E qualcosa, in tal senso, sembra cambiare. La bozza di riforma prevede tre novità. La prima: L’attività di assistenza primaria di medicina e pediatria al fine del miglioramento dei servizi richiede l’instaurarsi di un rapporto d’impiego. La seconda: Il rapporto tra il Servizio sanitario nazionale, i medici di medicina generale e i pediatri di libera scelta che non siano dipendenti del Ssn è a esaurimento. «Vuol dire che – riportano sul CdS - i nuovi medici di famiglia saranno assunti, mentre quelli già in servizio potranno continuare a essere liberi professionisti, a meno che siano loro stessi a decidere di passare alle dipendenze del Servizio sanitario». La terza: La loro attività è da garantire sia presso gli studi sia presso le Case della Comunità, Qui i cittadini troveranno medici di famiglia e/o specialisti dalle 8 del mattino alle 8 di sera, in grado di fare anche elettrocardiogrammi, ecografie, spirometrie, ecc.
Se la modifica della legge andrà in porto – spiegano sulle pagine del Corriere della Sera - i medici di base diventeranno dipendenti del Servizio sanitario nazionale come lo sono gli ospedalieri. Il tutto per far funzionare le 1.350 Case della Comunità messe su con i 2 miliardi del Pnrr secondo un modello «più promettente che metta insieme diversi professionisti che lavorino in team multiprofessionali e che siano proattivamente impegnati nella medicina preventiva» (leggi qui per sapere quali strutture della Calabria del nord-est sono state finanziate dal Pnrr) .
Ma come saranno ripartite le ore dei medici tra assistiti e Case di Comunità? «L’impegno di 38 ore dei medici di medicina generale è ripartito secondo il seguente schema: 1) fino a 400 assistiti: 38 ore da rendere nel distretto o sue articolazioni, delle quali 6 ore da dedicare agli assistiti e le restanti per le esigenze della programmazione territoriale; 2) da 401 a 1.000 assistiti: 12 ore da dedicare agli assistiti e le restanti per le esigenze della programmazione territoriale; 3) da 1001 a 1.200 assistiti: 18 ore da dedicare agli assistiti e le restanti per le esigenze della programmazione territoriale; 4) da 1.201 a 1.500 assistiti: 21 ore da dedicare agli assistiti e le restanti per le esigenze della programmazione territoriale; 5) oltre a 1.500 assistiti: 24 ore da dedicare agli assistiti e le restanti per le esigenze della programmazione territoriale».
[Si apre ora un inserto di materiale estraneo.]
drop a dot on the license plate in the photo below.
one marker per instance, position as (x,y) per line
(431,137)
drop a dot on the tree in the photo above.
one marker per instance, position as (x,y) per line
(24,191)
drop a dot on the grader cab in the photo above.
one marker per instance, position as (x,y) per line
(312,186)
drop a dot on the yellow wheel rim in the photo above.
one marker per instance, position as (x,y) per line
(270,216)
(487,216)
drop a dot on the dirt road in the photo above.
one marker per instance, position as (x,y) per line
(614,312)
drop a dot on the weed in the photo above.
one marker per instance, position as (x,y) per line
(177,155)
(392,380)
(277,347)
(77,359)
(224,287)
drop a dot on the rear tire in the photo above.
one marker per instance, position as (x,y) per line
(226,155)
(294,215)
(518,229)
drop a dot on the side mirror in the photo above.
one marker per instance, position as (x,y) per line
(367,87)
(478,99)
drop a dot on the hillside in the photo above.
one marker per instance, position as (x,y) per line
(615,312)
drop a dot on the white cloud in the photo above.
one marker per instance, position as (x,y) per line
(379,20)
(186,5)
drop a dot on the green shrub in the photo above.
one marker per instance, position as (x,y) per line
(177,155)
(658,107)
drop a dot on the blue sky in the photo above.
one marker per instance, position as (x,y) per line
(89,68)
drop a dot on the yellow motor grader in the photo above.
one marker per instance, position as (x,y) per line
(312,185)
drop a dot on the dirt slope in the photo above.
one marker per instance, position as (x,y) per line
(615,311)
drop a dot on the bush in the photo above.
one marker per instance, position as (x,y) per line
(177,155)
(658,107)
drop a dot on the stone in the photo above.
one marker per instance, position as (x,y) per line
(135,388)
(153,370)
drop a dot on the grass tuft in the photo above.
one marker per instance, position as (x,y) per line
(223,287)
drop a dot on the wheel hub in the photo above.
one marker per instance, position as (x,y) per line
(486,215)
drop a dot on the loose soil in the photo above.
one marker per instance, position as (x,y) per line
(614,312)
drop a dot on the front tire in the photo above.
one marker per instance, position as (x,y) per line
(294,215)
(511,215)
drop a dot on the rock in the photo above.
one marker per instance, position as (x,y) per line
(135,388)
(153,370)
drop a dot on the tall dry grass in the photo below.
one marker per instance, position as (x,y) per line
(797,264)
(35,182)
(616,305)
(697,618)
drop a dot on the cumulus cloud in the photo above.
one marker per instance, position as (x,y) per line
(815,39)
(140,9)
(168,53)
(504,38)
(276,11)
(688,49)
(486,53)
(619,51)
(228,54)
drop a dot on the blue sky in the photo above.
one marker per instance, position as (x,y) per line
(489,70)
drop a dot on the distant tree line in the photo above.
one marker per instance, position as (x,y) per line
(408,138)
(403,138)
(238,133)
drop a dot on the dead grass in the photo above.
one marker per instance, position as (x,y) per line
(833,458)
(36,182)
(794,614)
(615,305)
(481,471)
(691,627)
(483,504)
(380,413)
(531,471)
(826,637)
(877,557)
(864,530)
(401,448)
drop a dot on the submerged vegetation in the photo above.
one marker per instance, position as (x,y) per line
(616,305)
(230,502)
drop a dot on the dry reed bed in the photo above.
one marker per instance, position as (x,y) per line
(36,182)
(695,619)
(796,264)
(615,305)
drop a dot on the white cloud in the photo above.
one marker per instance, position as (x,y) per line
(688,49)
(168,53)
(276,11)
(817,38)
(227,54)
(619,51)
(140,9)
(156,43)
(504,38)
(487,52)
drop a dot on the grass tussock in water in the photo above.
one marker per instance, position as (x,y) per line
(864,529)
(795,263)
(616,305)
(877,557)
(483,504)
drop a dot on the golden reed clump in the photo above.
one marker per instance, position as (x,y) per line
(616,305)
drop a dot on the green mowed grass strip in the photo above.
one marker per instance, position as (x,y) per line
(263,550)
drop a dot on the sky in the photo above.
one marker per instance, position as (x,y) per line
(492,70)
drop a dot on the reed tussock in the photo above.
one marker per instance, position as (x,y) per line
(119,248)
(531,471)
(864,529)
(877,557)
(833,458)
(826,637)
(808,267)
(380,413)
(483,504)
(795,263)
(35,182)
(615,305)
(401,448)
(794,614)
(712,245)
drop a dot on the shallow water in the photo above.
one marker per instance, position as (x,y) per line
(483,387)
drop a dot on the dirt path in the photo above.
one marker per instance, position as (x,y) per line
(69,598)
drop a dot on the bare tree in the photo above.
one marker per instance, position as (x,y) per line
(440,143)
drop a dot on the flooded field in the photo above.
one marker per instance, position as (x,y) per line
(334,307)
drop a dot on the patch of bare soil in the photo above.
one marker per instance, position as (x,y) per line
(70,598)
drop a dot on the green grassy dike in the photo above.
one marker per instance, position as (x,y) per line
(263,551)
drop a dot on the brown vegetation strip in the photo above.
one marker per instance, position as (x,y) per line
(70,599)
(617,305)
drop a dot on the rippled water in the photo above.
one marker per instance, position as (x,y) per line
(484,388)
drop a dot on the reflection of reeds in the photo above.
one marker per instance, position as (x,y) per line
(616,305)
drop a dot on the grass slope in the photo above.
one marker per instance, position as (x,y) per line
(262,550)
Una riforma che – se dovesse essere confermata – garantirebbe il funzionamento di presidi sanitari fantasma presenti nelle aree interne. Nelle zone periferiche e ultra periferiche di un territorio come la sibaritide-pollino, la rimodulazione e il potenziamento dei servizi sanitari, con copertura massima degli interventi diagnostici anche attraverso la telemedicina, potrebbero davvero fare la differenza.